Rights sold: Russia – AST, EKSMO, Greece – MODERN TIMES
When the Soviet-Afghan War triggered a downfall of Homo Soveticus ideology, and the Communist regime collapsed in 1991, there was an expectation, both in the West and in Russia, that the country would embrace Western values and join the civilised world. It took no account of a ruined economy, depleted and exhausted human capital and the mental and moral dent made by 70 years of Soviet rule. Nobody knew what kind of country would succeed the Soviet Union, or what being Russian really meant. The removal of ideological and geographical constraints did not add moral clarity. In particular, the intelligentsia—the engine of Soviet collapse—was caught unprepared. When their “hopeless cause” became reality, it quickly transpired that the country lacked responsible elite able and willing to create new institutions. Herman Bronnikov, a protagonist of Andrei Volos’s tetralogy Judgement Days, was one of these Soviet intellectuals.

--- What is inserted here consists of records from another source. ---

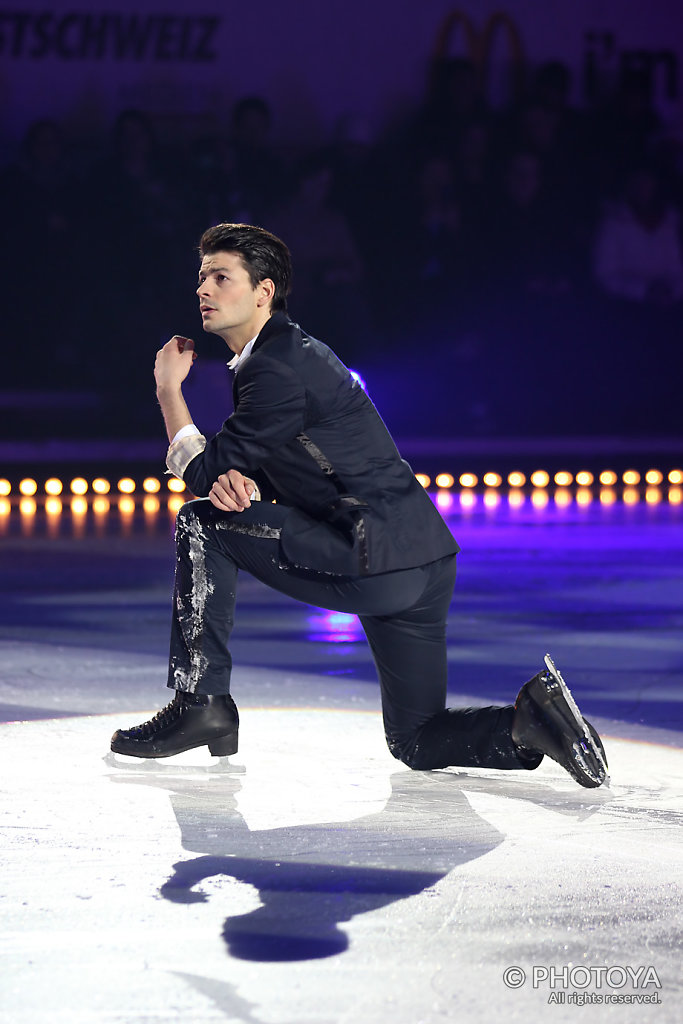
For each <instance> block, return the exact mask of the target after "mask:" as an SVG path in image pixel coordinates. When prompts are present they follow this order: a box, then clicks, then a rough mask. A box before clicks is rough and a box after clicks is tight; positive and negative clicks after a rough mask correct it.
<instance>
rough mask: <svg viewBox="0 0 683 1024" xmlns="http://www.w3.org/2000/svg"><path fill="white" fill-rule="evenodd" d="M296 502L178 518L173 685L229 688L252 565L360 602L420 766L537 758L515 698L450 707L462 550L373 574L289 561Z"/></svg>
mask: <svg viewBox="0 0 683 1024" xmlns="http://www.w3.org/2000/svg"><path fill="white" fill-rule="evenodd" d="M286 516H287V509H286V508H284V507H282V506H278V505H272V504H269V503H265V502H254V503H253V504H252V506H251V508H249V509H246V510H245V511H244V512H220V511H219V510H218V509H216V508H215V507H214V506H213V505H212V504H211V502H210V501H209V500H208V499H200V500H198V501H194V502H188V503H187V504H186V505H183V506H182V508H181V509H180V511H179V512H178V517H177V522H176V554H177V562H176V578H175V593H174V605H173V621H172V628H171V650H170V662H169V678H168V685H169V686H170V687H172V688H173V689H177V690H185V691H189V692H195V693H213V694H218V693H228V692H229V688H230V671H231V667H232V663H231V658H230V653H229V649H228V641H229V637H230V632H231V630H232V624H233V614H234V603H236V591H237V578H238V570H239V569H246V570H247V571H248V572H251V574H252V575H254V577H256V579H258V580H260V581H262V582H263V583H265V584H267V585H268V586H269V587H272V588H274V589H275V590H278V591H281V592H282V593H283V594H288V595H289V596H290V597H294V598H296V599H297V600H300V601H305V602H306V603H308V604H313V605H316V606H318V607H323V608H330V609H333V610H335V611H344V612H353V613H354V614H357V615H358V617H359V620H360V623H361V625H362V628H364V630H365V632H366V636H367V637H368V641H369V643H370V646H371V649H372V652H373V656H374V659H375V665H376V667H377V674H378V676H379V680H380V686H381V692H382V713H383V717H384V729H385V734H386V739H387V743H388V745H389V750H390V751H391V753H392V754H393V755H394V757H396V758H398V759H399V760H401V761H403V762H404V763H405V764H408V765H410V766H411V767H412V768H420V769H429V768H443V767H446V766H449V765H461V766H463V767H488V768H528V767H536V764H535V763H532V764H529V762H528V761H522V760H521V759H520V758H519V757H518V755H517V752H516V749H515V746H514V744H513V742H512V738H511V736H510V727H511V722H512V715H513V709H512V707H503V708H463V709H446V708H445V696H446V682H447V663H446V641H445V625H446V616H447V611H449V605H450V602H451V597H452V594H453V587H454V584H455V579H456V557H455V555H452V556H447V557H445V558H441V559H439V560H438V561H435V562H430V563H429V564H427V565H421V566H419V567H418V568H411V569H402V570H399V571H395V572H385V573H382V574H379V575H370V577H358V578H349V577H336V575H332V574H327V573H321V572H308V571H306V570H303V569H292V568H289V567H287V566H284V565H282V564H281V559H280V531H281V528H282V525H283V523H284V520H285V518H286Z"/></svg>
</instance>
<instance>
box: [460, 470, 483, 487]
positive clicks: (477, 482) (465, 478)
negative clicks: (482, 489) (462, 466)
mask: <svg viewBox="0 0 683 1024" xmlns="http://www.w3.org/2000/svg"><path fill="white" fill-rule="evenodd" d="M458 482H459V483H460V485H461V487H476V485H477V483H478V482H479V481H478V480H477V478H476V476H475V475H474V473H461V474H460V479H459V480H458Z"/></svg>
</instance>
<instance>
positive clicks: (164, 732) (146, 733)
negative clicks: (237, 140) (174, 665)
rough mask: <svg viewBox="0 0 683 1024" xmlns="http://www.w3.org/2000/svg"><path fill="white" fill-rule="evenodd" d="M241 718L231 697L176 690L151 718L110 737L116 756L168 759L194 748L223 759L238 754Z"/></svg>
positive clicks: (120, 729)
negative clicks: (199, 747)
mask: <svg viewBox="0 0 683 1024" xmlns="http://www.w3.org/2000/svg"><path fill="white" fill-rule="evenodd" d="M239 724H240V716H239V714H238V709H237V707H236V705H234V701H233V700H232V697H231V696H229V695H227V694H225V695H222V694H221V695H217V696H213V695H209V694H202V693H183V692H181V691H176V693H175V696H174V697H173V699H172V700H171V702H170V703H169V705H167V706H166V708H162V710H161V711H160V712H158V713H157V714H156V715H155V716H154V718H151V719H150V721H147V722H142V723H141V724H140V725H135V726H133V727H132V728H130V729H117V731H116V732H115V733H114V735H113V736H112V750H113V751H114V752H115V754H128V755H129V756H131V757H134V758H169V757H172V755H174V754H182V753H183V752H184V751H190V750H193V749H194V748H195V746H204V745H206V746H208V748H209V753H210V754H212V755H214V756H216V757H225V756H226V755H228V754H237V752H238V728H239Z"/></svg>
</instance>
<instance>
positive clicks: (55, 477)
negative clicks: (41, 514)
mask: <svg viewBox="0 0 683 1024" xmlns="http://www.w3.org/2000/svg"><path fill="white" fill-rule="evenodd" d="M62 490H63V484H62V482H61V480H58V479H57V478H56V476H51V477H50V478H49V480H45V494H46V495H53V496H56V495H60V494H61V492H62ZM45 507H46V508H47V506H45Z"/></svg>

Most of the events described by Andrei Volos in his fictional masterpiece entitled “Winner” take place between the years 1979 and 1980. Comprised of two parallel plot lines, each with a proper protagonist, the two main heroes nevertheless are never acquainted or even run into each other by happenstance, owing to each belonging to a different strata of society, yet both plots are intertwined.
One of the heroes, Alexander Pletnev is a junior officer of the KGB. Alexander is a remarkably honest person, a “sincere soul” who is always willing to help his comrades and piously believes in the “ideals of Communism” well broadcast by Soviet propaganda. Much against his will he is transferred from the KGB antiterrorist unit in Moscow to a guard and special services unit attached to the Soviet Embassy in Kabul, Afghanistan. Once in Afghanistan he participates in the assault of President Amin’s palace immediately preceding the Soviet invasion into that country. After their return to Moscow participants of the assault were falsely accused of plundering. A trial ensues; Pletnev is convicted and sent to prison camp.
Central figure of the second plotline is a successful Moscow writer Herman Bronnikov, who writes Soviet politically correct party line prose and concurrently creates a novel based on memories of his distant relative recounting the atrocities of the Soviet regime. When the authorities discover that excerpts of this “secret” novel are published in a foreign Russian-language magazine, Bronnikov faces a difficult moral choice: to collaborate with the regime and to disavow the creative force inspiring him to write this novel, or to lose all the privileges the regime affords him and to continue to write in accordance with his conscience. He chooses the latter option...
The main conflict of this novel consists in the confrontation between human behaviour and the totalitarian mechanism. Both leading characters, instinctively or deliberately make a moral choice that permits them to preserve their dignity, yet at a very high cost.
Along with its fictional characters, there are many real historical ones in the novel that help the reader realize the extent to which so-called “big politics” is subordinate to and dependent on the feelings, emotions, and spirits of living, breathing individuals, who through fate are vested with the power to decide the destiny of millions. The author’s profound knowledge and understanding of historical details (relations between Afghanistan and Soviet Russia, and among other events, the history of Civil War in Russia and WWII) as well as author’s emphasis on revealing trivia illustrate the multiple semantic layers of the novel.
The book is a guaranteed page turner but at the same time it transfers to the reader a certain grim message: “for the most part our life is woven of troubles, and often peppered with disasters. Sometimes life can give way to despair, but despair should be overcome and personal integrity can be maintained”.